There’s also progress in behavior change, including efforts to reduce multiple or concurrent sex partners. “These have also been taken up with great urgency by governments in Africa now. I think prevention is looking more hopeful than it has for a long time,” he says.
Successful prevention makes sustained treatment programs possible.
“Through that combination of effective prevention and sustained treatment we can really arrest this epidemic.”
Condoms, abstinence
Some have called for concentrated safe sex programs by individual countries. For example, South African professor Alan Whiteside agrees that innovative thinking is needed. He and Oxford professor Justin Parkhurst say perhaps intense national month-long campaigns that really promote safe sex – including condoms and abstinence – could greatly interrupt infection cycles in many countries.
Dr. Wilson says, “The focus on concerted behavior change is very necessary. I think it needs to be sustained rather than simply for a month. I think what we’ve seen with HIV prevention after 30 years is what a tenacious and dogged virus this is. And it doesn’t let up and our prevention programs have to be equally sustained.”
AIDS 2010
The 18th International AIDS Conference – the world’s largest AIDS gathering – will be held in Vienna from July 18th through the 23rd and will place an emphasis on the epidemic in Eastern Europe and Central Asia. The theme is “Rights Here, Right Now.”
“Vienna was chosen as the conference venue partly as a gateway to Eastern Europe. And in Eastern Europe, we have epidemics, which are overwhelmingly driven by injecting drugs use, which in cases of countries such as Ukraine are significant epidemics,” he says.
But there’s an opportunity to turn things around.
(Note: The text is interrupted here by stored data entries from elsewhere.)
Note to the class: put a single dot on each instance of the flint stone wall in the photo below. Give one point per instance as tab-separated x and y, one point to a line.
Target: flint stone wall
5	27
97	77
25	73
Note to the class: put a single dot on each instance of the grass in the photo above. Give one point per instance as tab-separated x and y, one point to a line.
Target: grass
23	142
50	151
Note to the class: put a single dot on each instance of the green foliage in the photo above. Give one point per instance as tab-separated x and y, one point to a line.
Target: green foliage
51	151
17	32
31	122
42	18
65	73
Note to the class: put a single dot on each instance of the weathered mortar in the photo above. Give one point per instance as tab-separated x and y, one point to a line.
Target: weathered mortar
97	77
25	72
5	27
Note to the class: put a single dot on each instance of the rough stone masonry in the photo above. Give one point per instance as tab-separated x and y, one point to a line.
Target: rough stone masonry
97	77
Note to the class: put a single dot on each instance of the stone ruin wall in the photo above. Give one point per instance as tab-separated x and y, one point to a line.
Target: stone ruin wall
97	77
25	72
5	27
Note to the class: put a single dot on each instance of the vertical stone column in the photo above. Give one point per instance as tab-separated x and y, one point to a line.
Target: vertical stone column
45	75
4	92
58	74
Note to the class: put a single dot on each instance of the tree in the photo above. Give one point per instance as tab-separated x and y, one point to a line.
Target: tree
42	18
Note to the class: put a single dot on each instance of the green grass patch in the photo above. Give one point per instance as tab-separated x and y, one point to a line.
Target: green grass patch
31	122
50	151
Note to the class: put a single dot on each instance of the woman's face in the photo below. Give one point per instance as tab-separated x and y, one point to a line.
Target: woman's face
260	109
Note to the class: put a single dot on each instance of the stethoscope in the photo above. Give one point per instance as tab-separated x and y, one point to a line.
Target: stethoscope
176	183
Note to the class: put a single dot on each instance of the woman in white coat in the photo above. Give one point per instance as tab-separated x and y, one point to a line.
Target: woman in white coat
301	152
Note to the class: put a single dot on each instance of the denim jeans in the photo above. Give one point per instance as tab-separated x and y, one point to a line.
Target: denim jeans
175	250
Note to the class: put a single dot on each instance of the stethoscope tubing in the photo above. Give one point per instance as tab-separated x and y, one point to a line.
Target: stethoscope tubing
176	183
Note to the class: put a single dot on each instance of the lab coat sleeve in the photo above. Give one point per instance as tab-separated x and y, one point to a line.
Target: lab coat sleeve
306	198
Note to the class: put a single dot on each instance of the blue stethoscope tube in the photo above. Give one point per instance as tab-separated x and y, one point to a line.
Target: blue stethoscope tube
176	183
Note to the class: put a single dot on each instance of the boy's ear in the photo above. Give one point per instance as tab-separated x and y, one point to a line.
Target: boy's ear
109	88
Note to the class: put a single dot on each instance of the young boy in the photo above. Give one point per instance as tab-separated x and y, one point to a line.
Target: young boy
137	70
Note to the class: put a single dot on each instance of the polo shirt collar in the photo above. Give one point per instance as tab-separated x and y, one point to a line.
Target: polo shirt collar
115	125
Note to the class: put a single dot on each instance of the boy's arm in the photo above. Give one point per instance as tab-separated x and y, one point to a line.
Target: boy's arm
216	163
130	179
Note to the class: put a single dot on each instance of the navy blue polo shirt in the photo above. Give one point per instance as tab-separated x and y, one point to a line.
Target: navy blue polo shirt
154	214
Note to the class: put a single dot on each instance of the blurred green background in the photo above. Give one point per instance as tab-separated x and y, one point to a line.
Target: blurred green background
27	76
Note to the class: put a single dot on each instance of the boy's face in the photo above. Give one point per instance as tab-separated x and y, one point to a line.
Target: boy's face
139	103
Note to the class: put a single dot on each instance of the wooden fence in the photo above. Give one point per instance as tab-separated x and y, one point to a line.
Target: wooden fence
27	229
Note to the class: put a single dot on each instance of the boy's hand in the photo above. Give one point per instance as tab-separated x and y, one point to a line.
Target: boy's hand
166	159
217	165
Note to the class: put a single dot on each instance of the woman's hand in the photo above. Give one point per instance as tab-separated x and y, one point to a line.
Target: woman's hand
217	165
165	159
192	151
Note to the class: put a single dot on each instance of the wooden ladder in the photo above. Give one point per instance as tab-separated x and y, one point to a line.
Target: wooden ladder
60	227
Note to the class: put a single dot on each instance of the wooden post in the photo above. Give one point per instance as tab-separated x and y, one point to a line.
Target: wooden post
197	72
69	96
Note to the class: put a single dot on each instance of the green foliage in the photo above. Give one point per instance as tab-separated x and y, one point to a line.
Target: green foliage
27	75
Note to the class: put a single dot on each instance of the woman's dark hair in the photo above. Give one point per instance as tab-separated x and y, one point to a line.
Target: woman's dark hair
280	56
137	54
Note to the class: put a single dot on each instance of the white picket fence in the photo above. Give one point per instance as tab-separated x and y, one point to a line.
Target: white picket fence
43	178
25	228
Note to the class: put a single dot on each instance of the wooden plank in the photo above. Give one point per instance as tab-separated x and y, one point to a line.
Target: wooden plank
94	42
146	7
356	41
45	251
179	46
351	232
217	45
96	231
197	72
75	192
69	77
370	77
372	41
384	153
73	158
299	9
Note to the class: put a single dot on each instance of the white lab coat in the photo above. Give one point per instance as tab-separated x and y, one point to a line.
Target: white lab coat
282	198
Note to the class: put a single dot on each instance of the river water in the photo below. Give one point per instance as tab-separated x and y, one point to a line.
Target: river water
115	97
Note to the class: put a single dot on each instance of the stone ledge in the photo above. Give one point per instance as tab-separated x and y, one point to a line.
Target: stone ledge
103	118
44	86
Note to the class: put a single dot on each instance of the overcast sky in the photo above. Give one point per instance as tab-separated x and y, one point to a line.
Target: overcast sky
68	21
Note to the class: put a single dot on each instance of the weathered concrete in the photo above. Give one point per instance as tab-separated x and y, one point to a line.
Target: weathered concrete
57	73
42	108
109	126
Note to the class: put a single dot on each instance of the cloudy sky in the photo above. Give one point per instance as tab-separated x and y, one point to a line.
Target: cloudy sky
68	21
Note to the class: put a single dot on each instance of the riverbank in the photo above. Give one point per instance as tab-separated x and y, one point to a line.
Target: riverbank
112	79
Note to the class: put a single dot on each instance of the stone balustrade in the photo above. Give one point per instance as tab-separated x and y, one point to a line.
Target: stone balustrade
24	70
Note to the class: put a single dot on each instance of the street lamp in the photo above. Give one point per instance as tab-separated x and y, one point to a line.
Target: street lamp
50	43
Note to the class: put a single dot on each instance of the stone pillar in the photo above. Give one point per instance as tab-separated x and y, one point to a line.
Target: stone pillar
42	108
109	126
Wilson says the tools exist to deal with the problem; now the will and commitment are needed.
“We do know that if we do the right programs for injecting drug users by providing clean needles and syringes – and by providing access to opiate substitution therapies – we can make a difference,” he says.
Recently, AIDS 2010 released the Vienna Declaration, which calls for a radical change in international anti-drug policies. Among its recommendations is the decriminalization of injection drug use and treating the issue as a health problem.
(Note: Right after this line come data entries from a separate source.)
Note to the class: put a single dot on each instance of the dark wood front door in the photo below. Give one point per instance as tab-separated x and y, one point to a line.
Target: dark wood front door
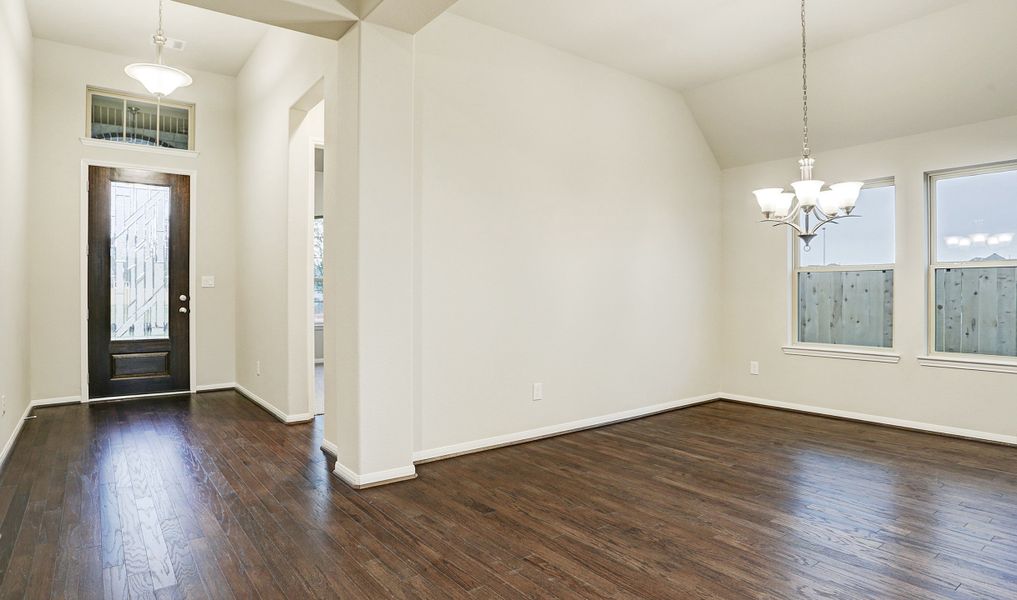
138	282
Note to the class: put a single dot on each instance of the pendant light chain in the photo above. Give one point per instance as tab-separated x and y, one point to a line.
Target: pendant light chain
804	88
160	37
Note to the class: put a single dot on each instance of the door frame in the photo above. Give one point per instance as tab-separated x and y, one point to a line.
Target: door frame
83	268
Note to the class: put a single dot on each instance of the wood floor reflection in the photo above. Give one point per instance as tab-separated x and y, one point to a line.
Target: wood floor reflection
207	496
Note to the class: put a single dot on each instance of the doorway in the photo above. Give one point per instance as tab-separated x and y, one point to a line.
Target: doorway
138	290
317	266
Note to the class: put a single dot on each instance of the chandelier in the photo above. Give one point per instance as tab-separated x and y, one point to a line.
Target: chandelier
159	79
809	207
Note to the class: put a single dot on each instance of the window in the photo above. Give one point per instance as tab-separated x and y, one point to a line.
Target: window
318	270
973	271
126	119
843	285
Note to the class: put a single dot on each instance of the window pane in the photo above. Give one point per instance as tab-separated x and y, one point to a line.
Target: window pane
107	118
976	310
139	275
853	308
868	239
174	126
140	122
318	270
976	218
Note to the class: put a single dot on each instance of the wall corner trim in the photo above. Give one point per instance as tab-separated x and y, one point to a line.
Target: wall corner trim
850	353
477	445
216	386
283	417
376	478
877	419
9	444
55	401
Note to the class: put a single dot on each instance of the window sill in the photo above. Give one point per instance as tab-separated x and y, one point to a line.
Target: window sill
967	363
847	353
138	147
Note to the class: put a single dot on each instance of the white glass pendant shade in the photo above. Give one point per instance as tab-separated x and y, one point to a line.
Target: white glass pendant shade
808	191
159	79
783	204
848	192
768	198
830	201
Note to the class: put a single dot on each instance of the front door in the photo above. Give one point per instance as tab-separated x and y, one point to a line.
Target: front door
138	282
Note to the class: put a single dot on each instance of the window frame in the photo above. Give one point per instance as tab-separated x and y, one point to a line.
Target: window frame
92	91
935	357
846	351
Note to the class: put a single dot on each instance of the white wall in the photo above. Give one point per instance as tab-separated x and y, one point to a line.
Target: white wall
62	72
283	68
757	292
15	105
569	233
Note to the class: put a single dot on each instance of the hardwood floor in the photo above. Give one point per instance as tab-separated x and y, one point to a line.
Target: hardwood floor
207	496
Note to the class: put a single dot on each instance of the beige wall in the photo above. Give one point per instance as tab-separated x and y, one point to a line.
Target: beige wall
757	292
15	105
62	72
569	233
282	69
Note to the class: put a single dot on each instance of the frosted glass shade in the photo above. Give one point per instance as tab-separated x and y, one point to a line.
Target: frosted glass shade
830	201
768	198
783	204
808	191
159	79
848	192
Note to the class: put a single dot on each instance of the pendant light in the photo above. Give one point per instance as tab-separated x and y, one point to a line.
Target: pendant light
160	79
809	202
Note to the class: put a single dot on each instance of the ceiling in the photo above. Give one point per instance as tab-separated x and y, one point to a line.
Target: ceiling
684	44
216	43
879	69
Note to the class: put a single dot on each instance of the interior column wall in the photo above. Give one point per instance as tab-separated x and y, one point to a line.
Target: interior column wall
569	234
281	70
15	104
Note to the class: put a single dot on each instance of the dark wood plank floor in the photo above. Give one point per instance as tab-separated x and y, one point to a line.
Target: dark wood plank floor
206	496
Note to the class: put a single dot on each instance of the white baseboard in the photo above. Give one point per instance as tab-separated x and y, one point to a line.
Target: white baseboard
9	445
373	479
916	425
285	418
477	445
56	401
216	386
330	447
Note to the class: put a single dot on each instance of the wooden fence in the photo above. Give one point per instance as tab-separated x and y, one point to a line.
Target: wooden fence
976	310
846	307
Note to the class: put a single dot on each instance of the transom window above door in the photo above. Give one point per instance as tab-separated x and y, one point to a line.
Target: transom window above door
127	119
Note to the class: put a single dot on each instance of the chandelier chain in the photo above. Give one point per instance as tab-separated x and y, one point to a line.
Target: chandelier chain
804	87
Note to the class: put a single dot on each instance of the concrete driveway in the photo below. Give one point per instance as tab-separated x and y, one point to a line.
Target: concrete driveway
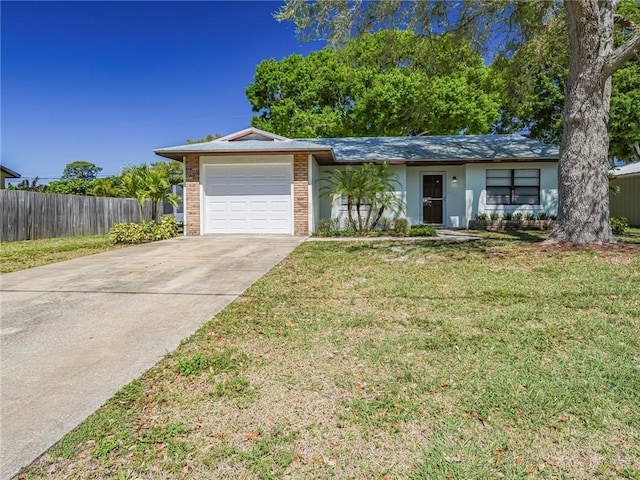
74	332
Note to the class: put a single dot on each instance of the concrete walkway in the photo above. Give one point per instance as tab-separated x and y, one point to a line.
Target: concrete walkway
73	333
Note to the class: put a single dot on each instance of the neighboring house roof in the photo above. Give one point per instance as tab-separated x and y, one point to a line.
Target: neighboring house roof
409	150
629	169
8	173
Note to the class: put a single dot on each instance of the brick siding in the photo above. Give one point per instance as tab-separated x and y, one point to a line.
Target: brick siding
300	194
192	189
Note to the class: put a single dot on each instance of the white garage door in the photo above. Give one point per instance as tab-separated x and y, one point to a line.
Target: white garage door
248	198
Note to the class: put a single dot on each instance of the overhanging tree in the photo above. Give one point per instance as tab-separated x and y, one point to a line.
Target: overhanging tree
386	83
583	213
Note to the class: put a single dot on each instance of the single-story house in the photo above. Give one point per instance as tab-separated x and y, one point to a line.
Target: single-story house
254	181
6	173
627	202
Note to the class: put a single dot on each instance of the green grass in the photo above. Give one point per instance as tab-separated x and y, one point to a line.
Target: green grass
631	235
26	254
371	360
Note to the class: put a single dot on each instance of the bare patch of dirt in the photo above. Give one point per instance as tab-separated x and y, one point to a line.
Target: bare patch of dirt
575	247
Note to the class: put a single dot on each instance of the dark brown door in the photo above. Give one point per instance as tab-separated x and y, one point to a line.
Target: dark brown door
432	199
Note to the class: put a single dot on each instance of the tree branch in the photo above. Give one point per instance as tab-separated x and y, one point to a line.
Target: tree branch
623	53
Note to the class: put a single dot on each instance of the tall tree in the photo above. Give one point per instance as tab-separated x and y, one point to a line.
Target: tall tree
31	186
387	83
535	93
80	169
583	214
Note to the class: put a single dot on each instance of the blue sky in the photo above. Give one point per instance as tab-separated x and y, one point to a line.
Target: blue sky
108	82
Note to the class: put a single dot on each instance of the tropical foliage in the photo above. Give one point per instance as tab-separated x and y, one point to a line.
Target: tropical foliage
369	192
151	182
601	37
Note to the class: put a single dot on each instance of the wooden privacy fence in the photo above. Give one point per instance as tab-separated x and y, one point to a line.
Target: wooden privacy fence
31	215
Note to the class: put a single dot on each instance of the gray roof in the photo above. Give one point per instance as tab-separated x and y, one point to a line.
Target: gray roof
244	141
458	147
629	169
242	146
455	148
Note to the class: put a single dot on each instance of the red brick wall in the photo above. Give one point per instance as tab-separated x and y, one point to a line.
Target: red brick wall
192	188
300	194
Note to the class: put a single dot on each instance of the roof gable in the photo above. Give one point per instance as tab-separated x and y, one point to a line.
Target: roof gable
451	149
252	134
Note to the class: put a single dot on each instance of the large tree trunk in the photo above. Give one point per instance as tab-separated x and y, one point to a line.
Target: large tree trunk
583	189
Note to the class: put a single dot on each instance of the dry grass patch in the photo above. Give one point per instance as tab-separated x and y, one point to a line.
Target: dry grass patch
26	254
373	360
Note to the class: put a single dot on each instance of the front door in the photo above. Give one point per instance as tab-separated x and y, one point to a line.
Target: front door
432	199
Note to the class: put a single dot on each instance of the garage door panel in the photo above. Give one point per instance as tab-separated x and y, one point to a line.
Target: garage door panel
248	199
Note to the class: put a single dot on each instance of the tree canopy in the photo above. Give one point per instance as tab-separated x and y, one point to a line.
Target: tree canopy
592	58
81	170
385	83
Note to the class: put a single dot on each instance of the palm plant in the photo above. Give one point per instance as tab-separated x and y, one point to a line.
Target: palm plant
153	183
369	191
132	185
106	187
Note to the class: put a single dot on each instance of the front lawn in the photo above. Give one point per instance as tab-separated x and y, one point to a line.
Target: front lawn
373	360
35	253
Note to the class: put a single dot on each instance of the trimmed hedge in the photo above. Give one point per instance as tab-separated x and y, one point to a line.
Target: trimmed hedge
132	233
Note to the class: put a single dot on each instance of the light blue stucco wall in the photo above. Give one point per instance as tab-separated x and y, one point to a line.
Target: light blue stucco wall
475	192
464	198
“We need to present public health policies in ways which are most acceptable to the countries in question. And I certainly think that an approach that emphasizes public health rather than policing is important,” he says.
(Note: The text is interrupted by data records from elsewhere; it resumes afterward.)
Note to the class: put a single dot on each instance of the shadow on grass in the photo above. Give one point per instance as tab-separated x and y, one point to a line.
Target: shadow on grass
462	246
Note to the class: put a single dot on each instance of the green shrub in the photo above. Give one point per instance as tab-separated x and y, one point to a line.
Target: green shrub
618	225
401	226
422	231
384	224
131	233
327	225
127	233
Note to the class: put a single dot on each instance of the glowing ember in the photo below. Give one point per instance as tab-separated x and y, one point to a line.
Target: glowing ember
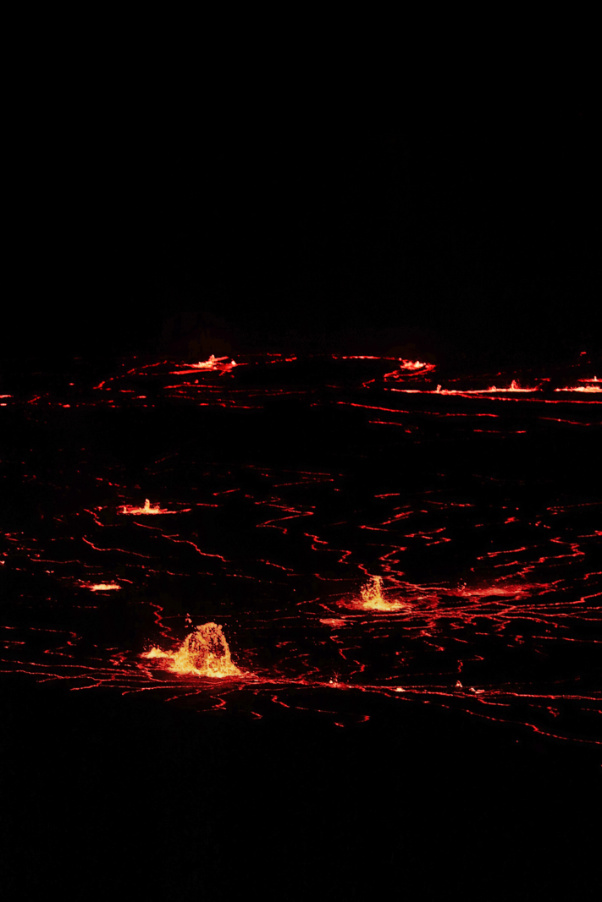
213	364
410	368
583	388
147	509
204	652
373	600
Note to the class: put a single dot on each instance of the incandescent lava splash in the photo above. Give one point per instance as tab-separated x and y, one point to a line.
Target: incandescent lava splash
147	509
373	599
205	652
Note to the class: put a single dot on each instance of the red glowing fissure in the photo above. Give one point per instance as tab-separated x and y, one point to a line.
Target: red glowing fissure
365	627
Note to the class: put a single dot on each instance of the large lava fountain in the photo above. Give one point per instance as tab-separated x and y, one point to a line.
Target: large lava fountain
204	652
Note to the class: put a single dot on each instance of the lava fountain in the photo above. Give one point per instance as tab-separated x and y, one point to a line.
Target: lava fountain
372	598
204	652
147	509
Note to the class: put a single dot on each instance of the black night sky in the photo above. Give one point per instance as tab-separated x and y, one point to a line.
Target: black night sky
234	217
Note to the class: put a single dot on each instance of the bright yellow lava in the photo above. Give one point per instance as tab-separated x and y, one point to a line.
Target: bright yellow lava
204	652
372	598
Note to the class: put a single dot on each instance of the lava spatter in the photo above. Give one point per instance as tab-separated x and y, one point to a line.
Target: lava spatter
204	652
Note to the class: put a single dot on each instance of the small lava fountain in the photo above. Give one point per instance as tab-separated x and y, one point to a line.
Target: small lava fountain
147	509
373	600
204	652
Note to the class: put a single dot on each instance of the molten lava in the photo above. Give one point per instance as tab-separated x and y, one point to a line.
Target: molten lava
147	509
213	364
373	600
204	652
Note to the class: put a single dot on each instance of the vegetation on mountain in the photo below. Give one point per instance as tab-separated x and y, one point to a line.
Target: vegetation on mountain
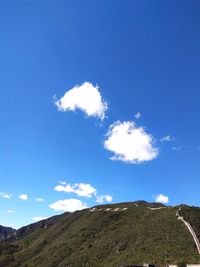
105	236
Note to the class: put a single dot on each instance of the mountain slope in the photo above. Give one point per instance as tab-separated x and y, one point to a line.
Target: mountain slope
110	235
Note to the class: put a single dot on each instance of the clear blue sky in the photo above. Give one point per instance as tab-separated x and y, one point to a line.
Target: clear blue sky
143	55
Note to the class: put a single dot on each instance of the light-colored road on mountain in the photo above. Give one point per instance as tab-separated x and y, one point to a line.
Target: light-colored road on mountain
190	229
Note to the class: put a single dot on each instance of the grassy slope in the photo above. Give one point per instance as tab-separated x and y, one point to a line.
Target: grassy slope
105	238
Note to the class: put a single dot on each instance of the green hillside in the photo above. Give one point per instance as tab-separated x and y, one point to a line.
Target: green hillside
107	237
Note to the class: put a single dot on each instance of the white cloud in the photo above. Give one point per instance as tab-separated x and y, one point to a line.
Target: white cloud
23	197
129	143
177	148
10	211
38	218
167	138
138	115
103	199
5	195
85	97
161	198
68	205
80	189
39	199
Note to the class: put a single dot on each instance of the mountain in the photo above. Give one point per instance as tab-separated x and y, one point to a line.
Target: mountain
106	236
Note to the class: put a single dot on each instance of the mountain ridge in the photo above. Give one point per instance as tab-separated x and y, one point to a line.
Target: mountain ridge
107	235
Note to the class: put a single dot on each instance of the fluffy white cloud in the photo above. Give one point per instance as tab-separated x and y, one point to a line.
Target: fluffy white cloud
161	198
129	143
5	195
38	218
23	197
138	115
80	189
166	138
103	199
68	205
177	148
85	97
39	199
“If we simply focus on clean needles and syringes and opiate substitution, without also promoting programs to reduce drug addiction, we do isolate ourselves from the wider society and decision makers. So I think it’s an excellent principle, but it needs to be balanced against important political considerations we face.”
Flatline Funding
Many HIV/AIDS activists and NGOs this year have accused international donors of flatlined funding as they try to recover from the global economic crisis.
“I think that it is true that we are in a context when HIV money is either flat or trending towards flat,” says Wilson. And I think it is true that we face competing challenges from other health issues.”
Those challenges, he says, makes it important to make better use of existing funds and resources. “We’re not in a world where resources for HIV will continue to increase at the pace they increased in the past,” he says.
Wilson joined the World Bank in 2003, working in HIV/AIDS programs for such countries as South Africa, Kenya, Nigeria, India, China, Vietnam, Lebanon and Papua New Guinea.